It amazes me by what music is popular. I’m not saying the music that is popular shouldn’t be, but a lot of these underground bands are creating some immense music that evokes emotion and I think it needs to be heard. The Age of Truth is a prime example. The quartet from Philadelphia have one album under their belt and are not afraid to step it up for the sophomore album Resolute.
This long player is filled with heavy riffs, thundering drums, growling vocals, groovy yet distorted bass lines and even some spacey delayed leads. I was extremely excited for the opportunity to review this album because I enjoyed the debut quite a bit. I will do my best to keep my excitement out of the review but I’m not making any promises.
Ooohhh it’s starting!! Sorry, I forgot to keep the excitement to a minimum! The opening track Palace Of Rain is soaked with palm muted riffs with a perfectly balanced rhythm section to get you moving right off the bat. The song weaves through some softer parts, builds back up until the four and a half minute mark where the Scott Frassetto takes what I assume to be a tree trunk as his drum sticks and thunders out four heavy hits to silence the music. Then out of nowhere Kevin McNamara reaches into the depths of his soul to pull out an epic scream launching into the song’s conclusion.

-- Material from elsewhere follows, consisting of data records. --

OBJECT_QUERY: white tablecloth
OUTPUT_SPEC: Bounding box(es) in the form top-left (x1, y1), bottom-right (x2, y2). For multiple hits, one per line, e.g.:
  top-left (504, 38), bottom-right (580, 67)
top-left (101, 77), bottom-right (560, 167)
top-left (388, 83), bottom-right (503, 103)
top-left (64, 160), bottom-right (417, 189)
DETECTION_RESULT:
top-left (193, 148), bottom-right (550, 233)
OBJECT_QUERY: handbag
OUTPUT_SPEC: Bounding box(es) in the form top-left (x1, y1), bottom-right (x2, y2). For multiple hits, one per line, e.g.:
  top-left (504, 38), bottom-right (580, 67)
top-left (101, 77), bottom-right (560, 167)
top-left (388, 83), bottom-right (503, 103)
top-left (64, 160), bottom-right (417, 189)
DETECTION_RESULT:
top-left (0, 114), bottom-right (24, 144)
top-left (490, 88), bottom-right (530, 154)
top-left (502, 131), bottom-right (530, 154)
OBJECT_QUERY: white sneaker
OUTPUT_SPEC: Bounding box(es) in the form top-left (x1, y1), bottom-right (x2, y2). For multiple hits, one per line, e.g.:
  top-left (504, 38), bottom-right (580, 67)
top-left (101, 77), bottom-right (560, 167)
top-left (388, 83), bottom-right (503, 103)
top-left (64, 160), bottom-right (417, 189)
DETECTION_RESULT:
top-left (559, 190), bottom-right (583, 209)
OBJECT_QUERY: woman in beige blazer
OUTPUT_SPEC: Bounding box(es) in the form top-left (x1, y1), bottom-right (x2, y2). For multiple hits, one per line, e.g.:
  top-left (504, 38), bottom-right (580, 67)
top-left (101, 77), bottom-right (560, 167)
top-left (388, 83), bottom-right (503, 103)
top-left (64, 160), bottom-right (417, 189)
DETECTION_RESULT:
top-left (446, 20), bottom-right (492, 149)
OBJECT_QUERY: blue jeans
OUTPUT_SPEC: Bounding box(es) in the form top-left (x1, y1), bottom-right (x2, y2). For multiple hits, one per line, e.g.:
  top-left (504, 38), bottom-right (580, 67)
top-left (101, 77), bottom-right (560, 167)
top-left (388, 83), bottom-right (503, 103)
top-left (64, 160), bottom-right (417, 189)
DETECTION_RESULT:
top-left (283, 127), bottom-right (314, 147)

The next two songs, Horsewhip and A Promise Of Nothing, are equally fast paced and show off Michael DiDonato’s skills on guitar. The distorted guitars are brutal but clean enough to hear the subtleties he adds through the ever changing riffs. The seamless changing between heavy and soft is especially apparent on A Promise Of Nothing where DiDonato leads a solo to an abrupt stop on a high note. It reminds me of the solo by Rob McWilliams of REZN’s Iceberg or Joe Bonamassa’s Blues Deluxe. Both give me chills when I hear it and I can add DiDonato’s solo to that list.
The Age Of Truth then take things back a notch with Seven Words. It’s an acoustic track and sounds like it’s recorded in a cave. The reverb creates an ambient echo that is soothing to the ear. It’s well placed on the album and provides and nice change of pace, but not for too long.
This long player is filled with heavy riffs, thundering drums, growling vocals, groovy yet distorted bass lines and even some spacey delayed leads…
William Miller takes the lead on this next track with a groovy bass riff that has a vibey effect. Eye One builds on that bass line along with an OK guitar solo, compared to what’s coming that is! Again, the music stops abruptly, then Miller adds distortion to create one of dirtiest bass riffs I’ve heard in a while. I’m a huge blues fan and it’s as if the band said, hey Josh let’s drop in an awesome blues section with a soulful solo right in the middle just for you, I mean that’s what they did right?!?
I know, I know I said I would keep my excitement under control, but now is not a good time. The intro to Salome is all sorts of awesome. With just enough distortion and a reverb as if it’s bouncing off those cave walls they recorded Seven Words in. It sounds good through my phone speakers, so I’m excited for the Vinyl version. The rest of the song is filled with hard hitting riffs and drums and those growling vocals needed in heavy songs. It gives me an Orange Goblin/Clutch vibe by how they make heavy music with a lot of groove.
We have just over nine minutes left of the album. The final song Return To The Ships starts off slow with clean delayed guitars and a soft drum beat. Some cool effects layers over to top, as well as added to vocals, giving a very spacey vibe. The song slowly builds but the effects on the vocals remain making it sound very cool with a growling voice. At the five minute and fifty second mark, all hell breaks loose. The palm muted riffs matching the speed of the drums for an insane climax only to be brought back down and sent off with a slow soulful bluesy solo. Yes…
Anyway, I tried my best to control my excitement and failed, but I hope you’re as excited as I am. Resolute drops July 23rd through Contessa Music and that date can’t come soon enough. The album hits all the check marks and a few more I didn’t know I needed to check off. As much as I believe The Age Of Truth should be heard by the masses, I’m just happy I got to hear it and truly appreciate it.